10. Mishti Doi/Mishtis
Till a decade ago, Mishti Doi wasn't available outside of Kolkata, so the first stop when in the city was to binge on the Mishti Doi available in bhanrs (kulhars or small or large earthen pots) at mithai shops. Some had a thick matha (head, or the creamy layer on top of the dahi, which I don't like), but without exception all mishti dokans (mithai shops) served the doi.
Nowadays, with Mother Dairy and Epigamia making their versions, available across India, takers for the doi at the mishti dokans are few.
Do these taste the same as bhanr doi?
Mother Dairy is good, Epigamia is not, but bhanr doi is a little different -- richer, creamier, sweeter -- and the experience of eating out of a bhanr is, well, kitschy and nice.
Just as with the doi, Bengali mishtis are also available everywhere outside Kolkata. Sweet Bengal initiated Mumbai to the taste of the sandesh, but even every premium Bengali mishti shop in Mumbai lacks the quality and the variety of even an ordinary mishti shop in Kolkata.
Every year, around Durga pujo, the big mishti dokans create a new mishti... every year.
For mishtis, try the Langcha, Pantua, Chhana-r Jilepi, these are quintessentially Bengali mithais and not found in too many mithai shops in Mumbai.
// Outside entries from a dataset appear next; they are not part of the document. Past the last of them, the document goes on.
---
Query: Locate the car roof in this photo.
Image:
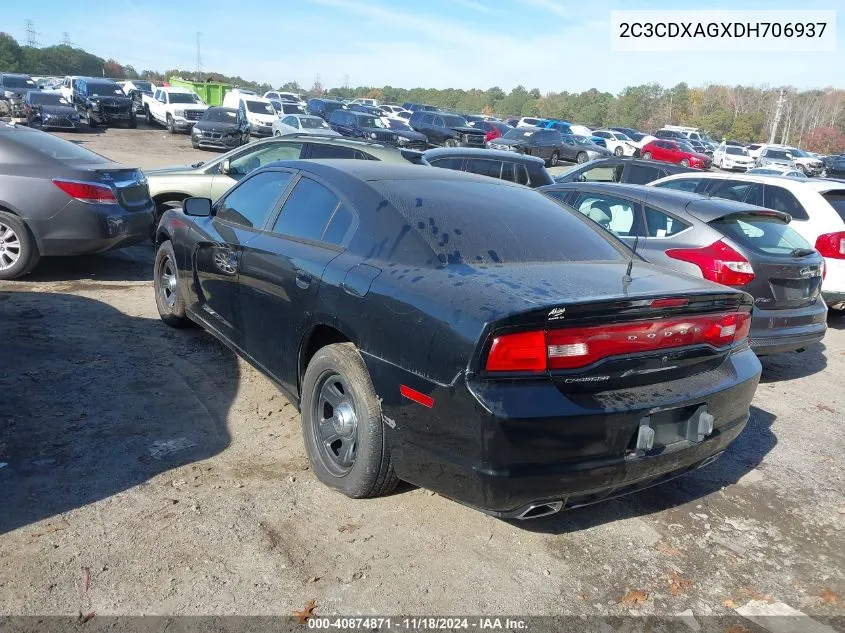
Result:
[423,146,545,165]
[539,182,786,222]
[267,158,524,189]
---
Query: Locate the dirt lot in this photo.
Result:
[0,127,845,618]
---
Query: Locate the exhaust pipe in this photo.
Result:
[516,501,563,521]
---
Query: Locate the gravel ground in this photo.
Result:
[0,126,845,618]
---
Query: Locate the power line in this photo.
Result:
[26,20,41,48]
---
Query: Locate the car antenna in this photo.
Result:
[622,235,640,288]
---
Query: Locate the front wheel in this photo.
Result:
[0,211,39,279]
[153,240,191,328]
[301,343,399,499]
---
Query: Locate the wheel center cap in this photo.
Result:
[332,402,355,437]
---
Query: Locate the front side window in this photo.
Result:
[273,178,340,241]
[215,171,292,229]
[229,143,302,176]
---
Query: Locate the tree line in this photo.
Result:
[0,33,845,153]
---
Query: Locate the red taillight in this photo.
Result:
[666,240,754,286]
[486,312,751,372]
[53,178,117,204]
[816,231,845,259]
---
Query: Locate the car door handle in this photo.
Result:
[296,270,313,290]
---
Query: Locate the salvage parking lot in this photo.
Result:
[0,126,845,617]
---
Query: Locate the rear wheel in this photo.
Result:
[301,343,399,499]
[153,240,191,328]
[0,211,40,279]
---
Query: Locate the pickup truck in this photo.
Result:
[141,88,208,134]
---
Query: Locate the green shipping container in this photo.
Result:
[170,77,232,105]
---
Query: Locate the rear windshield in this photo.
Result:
[822,189,845,221]
[373,180,627,265]
[710,214,812,257]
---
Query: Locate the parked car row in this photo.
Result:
[0,119,845,519]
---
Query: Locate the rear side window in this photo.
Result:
[273,178,340,241]
[573,192,639,237]
[655,178,701,192]
[216,171,292,229]
[765,185,810,220]
[309,143,367,160]
[429,156,464,171]
[645,207,692,237]
[710,214,812,257]
[822,190,845,222]
[625,165,661,185]
[372,179,627,265]
[464,158,502,178]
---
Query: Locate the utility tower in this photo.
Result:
[196,31,202,81]
[769,89,784,144]
[26,20,41,48]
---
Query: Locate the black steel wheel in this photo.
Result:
[301,343,399,499]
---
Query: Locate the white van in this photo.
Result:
[223,90,279,136]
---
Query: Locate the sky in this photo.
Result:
[0,0,845,93]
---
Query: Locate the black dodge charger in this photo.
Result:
[154,160,760,518]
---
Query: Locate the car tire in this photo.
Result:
[153,240,191,328]
[0,211,40,280]
[301,343,399,499]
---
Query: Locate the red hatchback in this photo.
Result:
[640,139,713,169]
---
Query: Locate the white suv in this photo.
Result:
[713,143,755,171]
[646,173,845,310]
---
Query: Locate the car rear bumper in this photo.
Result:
[30,200,155,256]
[748,297,827,356]
[365,347,760,518]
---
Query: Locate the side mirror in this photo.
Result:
[182,198,211,218]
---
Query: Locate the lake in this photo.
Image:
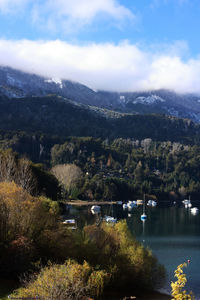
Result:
[64,202,200,299]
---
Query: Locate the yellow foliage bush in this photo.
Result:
[84,221,165,289]
[171,263,195,300]
[11,260,110,300]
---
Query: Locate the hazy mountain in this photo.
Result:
[0,67,200,122]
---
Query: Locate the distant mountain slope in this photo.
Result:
[0,96,200,143]
[0,67,200,122]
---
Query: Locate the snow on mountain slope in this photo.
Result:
[0,66,200,122]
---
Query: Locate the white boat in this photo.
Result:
[191,207,199,215]
[117,201,122,205]
[147,200,157,207]
[91,205,101,214]
[62,219,77,229]
[140,195,147,222]
[122,203,128,209]
[63,219,76,224]
[104,216,117,223]
[127,201,137,209]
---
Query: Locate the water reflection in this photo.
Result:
[64,204,200,299]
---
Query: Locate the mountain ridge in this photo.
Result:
[0,66,200,123]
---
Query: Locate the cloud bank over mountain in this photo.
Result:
[0,40,200,93]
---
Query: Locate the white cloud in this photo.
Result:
[0,40,200,93]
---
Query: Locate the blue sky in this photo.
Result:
[0,0,200,93]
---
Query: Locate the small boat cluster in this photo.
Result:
[91,205,117,224]
[182,198,199,215]
[123,200,157,209]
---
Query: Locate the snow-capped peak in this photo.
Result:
[45,77,63,89]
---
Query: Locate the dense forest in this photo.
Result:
[0,95,200,300]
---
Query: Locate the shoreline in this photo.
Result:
[63,200,117,206]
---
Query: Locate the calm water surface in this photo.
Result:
[65,202,200,299]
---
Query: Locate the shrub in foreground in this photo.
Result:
[11,260,110,300]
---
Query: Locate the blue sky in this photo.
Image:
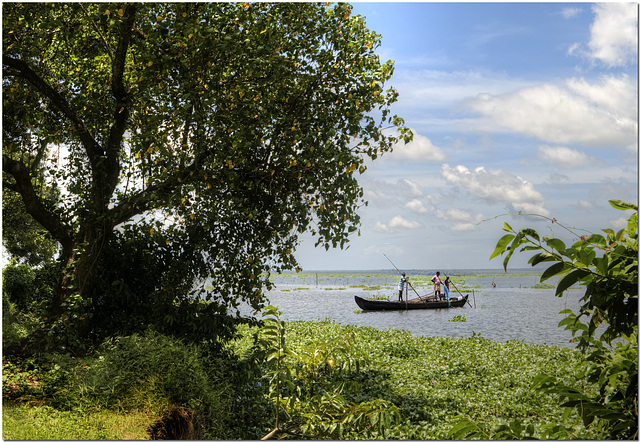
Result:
[296,2,638,271]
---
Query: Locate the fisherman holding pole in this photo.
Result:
[398,272,407,301]
[383,253,422,301]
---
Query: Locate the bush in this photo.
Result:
[56,331,232,438]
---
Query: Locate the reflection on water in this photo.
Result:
[235,272,584,347]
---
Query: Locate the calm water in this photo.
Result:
[235,271,584,347]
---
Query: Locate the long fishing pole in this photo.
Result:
[442,272,471,307]
[383,253,423,301]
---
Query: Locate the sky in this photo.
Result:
[296,2,638,271]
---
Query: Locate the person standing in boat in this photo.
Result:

Ditch the rasgullas it's as ubiquitous as a peda.
All pujo pandals have mishti and doi, so after you've dug into the chops and cutlets, mooh meetha time, maybe?
PS: What I wouldn't bother with...
Pujo pandal stalls also have kababs, chicken lollipops, momos, bhelpuri and all manner of non-Bengali street food. You get them everywhere, all the time. Skip.